Objective 3. To relate brain networks from D1 and D2 to motor improvements by
DBS with different electrode programming. The pathophysiological network and
the correlation of the DBS effect on brain network activity is visualized; the
optimal DBS electrode programming is selected. (Figure 2 right)
Objective 4. After selecting the best DBS programming (D3), the goal is to
optimize the outcome of DBS in 270 patients by: a) increasing the mean
improvement in motor function and quality of life by at least 10% b) achieving
a minimum of 30% improvement in motor function for each patient (measured by
standardized assessment of motor function and quality of life).
Objective 5. Develop a prediction model based on the generated networks
(connectomes) using the variable autoencoder (machine learning algorithm).
Create a (7 Tesla MRI and MEG) open access database including the connectomes;
applicable in any center for both clinical and fundamental studies.

Single-center, prospective study with repeated measures; standardized
evaluations of motor skills and quality of life (UPDRS-III, PDQ-39, TETRAS)
after DBS placement will be compared with scores after adjustments based on
network analyses.

Patients will undergo an additional MEG scan.
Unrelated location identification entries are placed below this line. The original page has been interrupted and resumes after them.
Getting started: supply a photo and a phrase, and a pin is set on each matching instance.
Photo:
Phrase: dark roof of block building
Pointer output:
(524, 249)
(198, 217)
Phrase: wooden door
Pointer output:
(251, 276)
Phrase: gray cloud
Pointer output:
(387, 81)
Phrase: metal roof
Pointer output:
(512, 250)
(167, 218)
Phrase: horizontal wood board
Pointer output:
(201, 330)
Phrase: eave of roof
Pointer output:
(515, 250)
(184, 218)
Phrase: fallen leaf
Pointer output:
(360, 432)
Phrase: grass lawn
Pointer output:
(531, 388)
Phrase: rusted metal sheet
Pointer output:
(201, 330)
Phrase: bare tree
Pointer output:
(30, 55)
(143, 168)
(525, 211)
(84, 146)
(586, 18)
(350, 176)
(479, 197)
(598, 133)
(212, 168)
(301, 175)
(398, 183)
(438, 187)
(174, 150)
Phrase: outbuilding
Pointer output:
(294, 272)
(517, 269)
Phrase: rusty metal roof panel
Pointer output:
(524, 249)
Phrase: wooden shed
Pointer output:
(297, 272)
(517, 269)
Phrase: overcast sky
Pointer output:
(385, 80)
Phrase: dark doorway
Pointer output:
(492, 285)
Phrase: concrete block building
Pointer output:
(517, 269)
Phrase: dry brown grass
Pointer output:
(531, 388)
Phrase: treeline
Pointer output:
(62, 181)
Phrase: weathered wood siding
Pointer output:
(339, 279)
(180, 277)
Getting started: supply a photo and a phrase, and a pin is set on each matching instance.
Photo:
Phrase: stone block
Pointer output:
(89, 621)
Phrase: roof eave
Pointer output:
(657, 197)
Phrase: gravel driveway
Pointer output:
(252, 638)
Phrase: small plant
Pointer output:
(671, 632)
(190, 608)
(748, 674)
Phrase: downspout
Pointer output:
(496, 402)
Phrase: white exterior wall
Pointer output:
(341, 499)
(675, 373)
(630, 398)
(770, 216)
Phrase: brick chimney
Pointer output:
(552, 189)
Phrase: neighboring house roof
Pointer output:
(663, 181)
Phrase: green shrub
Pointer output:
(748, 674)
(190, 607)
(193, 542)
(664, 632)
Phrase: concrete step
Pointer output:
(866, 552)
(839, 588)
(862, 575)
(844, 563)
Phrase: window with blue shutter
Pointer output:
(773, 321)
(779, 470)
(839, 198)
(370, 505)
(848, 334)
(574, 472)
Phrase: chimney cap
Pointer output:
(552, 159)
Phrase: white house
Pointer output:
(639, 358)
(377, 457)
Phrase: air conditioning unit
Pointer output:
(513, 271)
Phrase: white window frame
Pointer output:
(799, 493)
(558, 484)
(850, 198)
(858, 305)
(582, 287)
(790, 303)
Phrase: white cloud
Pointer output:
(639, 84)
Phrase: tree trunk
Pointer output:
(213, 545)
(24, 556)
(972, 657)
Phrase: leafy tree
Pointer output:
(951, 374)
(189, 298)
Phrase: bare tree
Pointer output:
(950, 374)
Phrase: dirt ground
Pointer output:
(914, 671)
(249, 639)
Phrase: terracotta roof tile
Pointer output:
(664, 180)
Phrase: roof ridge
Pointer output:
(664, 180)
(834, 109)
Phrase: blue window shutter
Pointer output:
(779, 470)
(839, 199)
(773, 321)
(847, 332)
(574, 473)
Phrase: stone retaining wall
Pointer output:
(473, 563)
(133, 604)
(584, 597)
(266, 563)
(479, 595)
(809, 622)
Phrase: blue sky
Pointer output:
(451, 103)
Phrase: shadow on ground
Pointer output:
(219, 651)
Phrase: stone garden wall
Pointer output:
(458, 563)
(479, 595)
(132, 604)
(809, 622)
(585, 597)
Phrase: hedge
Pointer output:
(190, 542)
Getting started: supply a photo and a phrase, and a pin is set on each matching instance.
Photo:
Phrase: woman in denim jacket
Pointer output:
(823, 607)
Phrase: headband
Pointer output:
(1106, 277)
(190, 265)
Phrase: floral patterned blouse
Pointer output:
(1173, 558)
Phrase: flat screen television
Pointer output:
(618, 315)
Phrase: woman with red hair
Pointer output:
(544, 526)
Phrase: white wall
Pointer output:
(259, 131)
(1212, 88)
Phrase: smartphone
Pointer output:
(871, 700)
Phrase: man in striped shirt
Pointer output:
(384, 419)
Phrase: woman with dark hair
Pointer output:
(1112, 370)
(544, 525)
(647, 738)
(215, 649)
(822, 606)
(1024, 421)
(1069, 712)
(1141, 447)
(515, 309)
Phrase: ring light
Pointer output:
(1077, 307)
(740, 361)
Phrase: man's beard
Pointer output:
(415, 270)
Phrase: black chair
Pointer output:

The 7-Tesla MRI and MEG protocols (including stimulation parameters) already
developed by our group and reported in (five) studies will be applied. After
selecting the best DBS programming, the aim is to optimize DBS outcome by: a)
increasing the mean improvement in motor function and quality of life by at
least 10% and b) achieving a minimum of 30% improvement in motor function for
each patient (measured by standardized assessment of motor function and quality
of life). The proposed research project involves treatment options that are
non-invasive and/or part of standard care in daily practice. The therapies will
not be combined with other research products. Participation in this study
constitutes negligible risk according to NFU criteria for human research.